Feature Flags e gestione delle release

Feature Flags e gestione delle release

1) Perché le bandiere se ci sono i comunicati?

• Velocità e sicurezza dei rilasci: piccoli incassi + istantanea.
• Controllo del raggio di impatto: rollout progressivo, anelli, stop SLO.
• Esperimenti e A/B: bandiere multivariate, statistiche degli effetti.
• Script operativi: kill-switch per percorsi di pagamento/gioco rischiosi.

Il principio chiave è «ship dark, enable bright» - fornire in anticipo, includere consapevolmente.

2) Tipi di flag

Boolean - Attivato/disattivato filetti, bandiere di arresto di emergenza (kill-switch).
Multivariate: comportamenti (algoritmo A/B/C, limiti, coefficienti).
Config/Remote Config: parametri (timeout, limiti di puntata, dimensioni del bonus).
Permision/Entitlement - Accesso alle funzioni/limiti per ruolo/tiers.
Operational: instradamento del traffico (query shadow, attivazione di un nuovo servizio).

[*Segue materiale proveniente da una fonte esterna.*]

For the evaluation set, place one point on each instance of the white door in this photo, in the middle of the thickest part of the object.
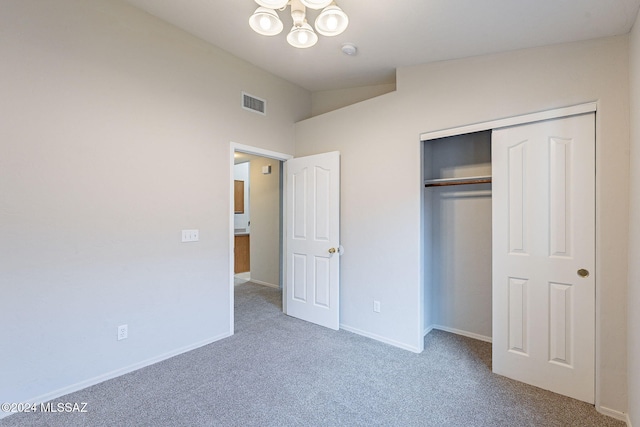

3) Architettura e flussi di dati

Control Plane: console/server di flag, memorizzazione regole/segmenti, controllo.
Data Plane (SDK/Proxy/Edge) - Recupero e cache dei flag, valutazione delle regole localmente (minimo di latenza), folback in caso di indisponibilità.

• Pull: SDK sincronizza config periodicamente (ETag/stream).
• Push/Streaming - Server-Sent Events/WebSocket.
• Edge Cache/Proxy: più vicino all'utente, riduce p99.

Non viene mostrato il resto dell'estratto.